The way the global economy shifted from globally synchronized growth to globally synchronized downturn was specific: dollar then trade then manufacturing and industry which then spread into other areas. If the economy is to avoid moving further down that same track, then something in that chain of events must actually change.
Meaning just that: actual change in the way the numbers are pointing rather than just applying more positive words to mostly the same data.
In terms of the US economy, where industry is lagging behind the rest of the world’s trend, there has been renewed hope for revival especially in this area. Primarily due to the way Markit’s PMI’s have trended, the whole sector is being talked about as if it is on the rebound.
The ISM begs to differ; the last several months of figures from this alternate view at most haven’t gotten worse. What about others?
The Federal Reserve’s various branches have collected manufacturing sentiment data from among constituent manufacturers for decades. If we are looking to break the tie, so to speak, between Markit and the ISM perhaps the regional surveys can provide enough consistent evidence to do so.
The general trend overall is clear enough, meaning that Euro$ #4 is as obvious now as Reflation #3 was during 2017. Things were on the way up into that year, stopped rising and began transitioning the following year (2018), and like the rest of the world have come back down this year (2019).
But to discern any possible inflections more recently, we’ll have to separate the surveys into like comparisons.

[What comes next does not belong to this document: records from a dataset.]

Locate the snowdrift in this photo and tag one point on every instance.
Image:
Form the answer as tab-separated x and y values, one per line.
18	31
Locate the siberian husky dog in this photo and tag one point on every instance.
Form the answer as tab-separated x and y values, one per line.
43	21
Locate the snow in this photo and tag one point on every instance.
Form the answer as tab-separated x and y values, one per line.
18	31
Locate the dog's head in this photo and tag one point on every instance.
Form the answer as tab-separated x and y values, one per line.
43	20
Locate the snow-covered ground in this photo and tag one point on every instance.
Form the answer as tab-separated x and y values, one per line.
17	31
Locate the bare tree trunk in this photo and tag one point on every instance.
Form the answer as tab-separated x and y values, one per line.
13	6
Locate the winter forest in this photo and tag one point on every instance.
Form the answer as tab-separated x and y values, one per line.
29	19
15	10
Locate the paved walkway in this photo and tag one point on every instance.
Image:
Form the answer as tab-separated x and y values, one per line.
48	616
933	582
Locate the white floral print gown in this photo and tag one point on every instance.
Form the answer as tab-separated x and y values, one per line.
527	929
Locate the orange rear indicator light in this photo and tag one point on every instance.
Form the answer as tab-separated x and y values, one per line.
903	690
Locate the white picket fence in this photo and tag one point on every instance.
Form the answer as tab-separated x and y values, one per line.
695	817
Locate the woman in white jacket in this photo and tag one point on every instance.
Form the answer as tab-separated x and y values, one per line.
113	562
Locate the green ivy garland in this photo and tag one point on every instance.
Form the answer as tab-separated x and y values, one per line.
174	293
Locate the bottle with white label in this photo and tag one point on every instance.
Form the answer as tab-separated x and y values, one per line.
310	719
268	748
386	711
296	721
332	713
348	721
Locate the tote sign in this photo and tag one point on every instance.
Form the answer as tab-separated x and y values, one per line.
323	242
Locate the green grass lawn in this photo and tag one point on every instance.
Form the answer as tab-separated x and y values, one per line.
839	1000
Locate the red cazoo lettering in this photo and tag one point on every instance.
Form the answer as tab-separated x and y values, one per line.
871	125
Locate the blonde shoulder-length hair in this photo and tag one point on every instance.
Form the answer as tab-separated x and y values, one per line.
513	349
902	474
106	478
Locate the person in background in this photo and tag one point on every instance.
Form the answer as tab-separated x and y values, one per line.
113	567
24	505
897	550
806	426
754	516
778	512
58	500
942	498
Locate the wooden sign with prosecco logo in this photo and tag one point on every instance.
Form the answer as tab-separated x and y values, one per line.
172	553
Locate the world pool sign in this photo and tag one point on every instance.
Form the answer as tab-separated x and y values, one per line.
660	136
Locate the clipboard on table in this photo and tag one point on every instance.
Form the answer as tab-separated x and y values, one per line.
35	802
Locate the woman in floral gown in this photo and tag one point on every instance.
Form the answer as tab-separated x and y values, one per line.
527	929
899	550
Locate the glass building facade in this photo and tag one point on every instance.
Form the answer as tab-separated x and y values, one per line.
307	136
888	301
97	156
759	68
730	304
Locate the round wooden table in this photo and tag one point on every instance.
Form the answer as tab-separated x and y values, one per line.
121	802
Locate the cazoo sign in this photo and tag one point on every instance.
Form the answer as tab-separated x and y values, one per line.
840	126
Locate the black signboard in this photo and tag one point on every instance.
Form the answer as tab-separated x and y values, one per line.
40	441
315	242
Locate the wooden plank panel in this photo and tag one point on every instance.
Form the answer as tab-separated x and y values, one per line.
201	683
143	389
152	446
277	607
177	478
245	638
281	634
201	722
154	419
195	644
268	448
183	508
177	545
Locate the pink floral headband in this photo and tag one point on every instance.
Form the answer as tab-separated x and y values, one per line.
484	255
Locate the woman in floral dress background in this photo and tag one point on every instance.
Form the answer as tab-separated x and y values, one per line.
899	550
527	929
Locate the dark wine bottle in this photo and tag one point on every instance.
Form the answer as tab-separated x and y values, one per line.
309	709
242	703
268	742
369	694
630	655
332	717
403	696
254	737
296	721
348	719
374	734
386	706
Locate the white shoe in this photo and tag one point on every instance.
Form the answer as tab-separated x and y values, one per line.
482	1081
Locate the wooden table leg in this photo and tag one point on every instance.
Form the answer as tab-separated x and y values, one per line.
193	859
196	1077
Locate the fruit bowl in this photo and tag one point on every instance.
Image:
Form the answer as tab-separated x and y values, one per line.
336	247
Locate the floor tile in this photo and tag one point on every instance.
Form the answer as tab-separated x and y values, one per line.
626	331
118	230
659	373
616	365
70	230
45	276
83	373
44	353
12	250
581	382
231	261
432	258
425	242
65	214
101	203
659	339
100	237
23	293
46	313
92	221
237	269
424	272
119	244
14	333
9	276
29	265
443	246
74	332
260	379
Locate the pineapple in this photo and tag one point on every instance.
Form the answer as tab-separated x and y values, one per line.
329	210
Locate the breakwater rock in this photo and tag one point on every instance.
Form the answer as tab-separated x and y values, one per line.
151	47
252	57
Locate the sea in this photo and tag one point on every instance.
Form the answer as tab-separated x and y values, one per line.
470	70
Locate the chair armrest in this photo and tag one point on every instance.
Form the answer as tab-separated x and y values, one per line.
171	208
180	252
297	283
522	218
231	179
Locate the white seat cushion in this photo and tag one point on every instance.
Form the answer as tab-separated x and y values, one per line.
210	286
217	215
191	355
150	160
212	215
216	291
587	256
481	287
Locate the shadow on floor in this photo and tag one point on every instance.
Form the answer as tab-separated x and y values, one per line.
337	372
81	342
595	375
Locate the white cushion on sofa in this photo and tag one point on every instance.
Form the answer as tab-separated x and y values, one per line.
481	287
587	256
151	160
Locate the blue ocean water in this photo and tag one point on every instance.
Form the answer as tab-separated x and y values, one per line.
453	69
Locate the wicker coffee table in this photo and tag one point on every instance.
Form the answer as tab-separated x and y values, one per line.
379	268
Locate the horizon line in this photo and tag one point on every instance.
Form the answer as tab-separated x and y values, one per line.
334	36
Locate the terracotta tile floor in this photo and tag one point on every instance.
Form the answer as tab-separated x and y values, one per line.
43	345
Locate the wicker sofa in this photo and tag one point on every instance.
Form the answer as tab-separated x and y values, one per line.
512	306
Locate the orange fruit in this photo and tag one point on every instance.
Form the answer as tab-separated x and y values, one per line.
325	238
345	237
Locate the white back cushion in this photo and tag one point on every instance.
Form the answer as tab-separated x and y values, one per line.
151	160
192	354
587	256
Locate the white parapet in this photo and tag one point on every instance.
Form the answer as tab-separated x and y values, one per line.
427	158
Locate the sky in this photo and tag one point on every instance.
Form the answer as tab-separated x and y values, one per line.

First, what were probably the best cases at least for the rebound narrative that began to appear in late summer. Both the Philly and Dallas Fed data had been rising after a rough patch toward the end of 2018 and at the beginning of 2019.
Just past midyear, however, the Philly branch had recorded a jump back to +21.8 for July. It was the highest since the previous summer. And it was up from a low of -4.1 registered during February.
For almost those same months, the Texas Manufacturing Outlook Survey followed in August 2019 with its own recent high. Coming back up from +6.2 last December and then +6.3 in May 2019, it would reach +17.9 and seemingly back on the rise.
Since then, however, both are heading right back down toward and to contraction territory. For Texas, November’s estimate was the first monthly minus since Euro$ #3, while for Philly it was only the second time at or less than zero going back to the same.
With those two now heading the wrong way, they put Richmond and the New York Fed’s Empire Survey into the updated category of best case. For the latter, the index has like the ISM flatlined at a much lower level in 2019 than during 2018. Not getting worse but also, contrary to the narrative, not getting better.
In Richmond, it has been mostly the same except for more volatility in the survey presumably because of volatility in the region’s manufacturing economy. The latest reading for the month of December, however, came in way short of expectations for +9 (which would have continued the rough upward trend), instead moving even further into contraction at -5.
It raises questions about the same kind of midyear improvement as had been indicated in Philly and Dallas.
Of the major regional Fed surveys, that leaves only KC’s which really doesn’t require any commentary. The central bank’s Tenth District, covering most of the middle portion of the country, doesn’t appear to be improving nor has it at any point during 2019. It is the worst case.
Not only does KC indicate continued and accelerating contraction across that specific manufacturing region, the data looks to be in close agreement with the ISM’s much broader Manufacturing PMI.
The Fed’s sentiment figures across the major set of them seem more consistent with the ISM than IHS Markit.
We already know about which way the dollar seems to be leaning, and therefore the continued problems across global trade. It would only make sense, then, that US manufacturing would be heading in that same direction if maybe not all at once or all at the same time (nothing goes in a straight line).
These figures are far from definitive, of course, but the majority of the data sets are now at odds with the idea of rebound – one that is supposedly getting stronger. Even Dallas and Philly are heading in the wrong direction (again), suggesting instead renewed difficulties in domestic production (which is consistent with more recent data showing seriously flagging US imports).
If that is indeed the case, then dollar, trade, and manufacturing continue to be consistently against this idea of a “strong” economy and its epic unemployment rate.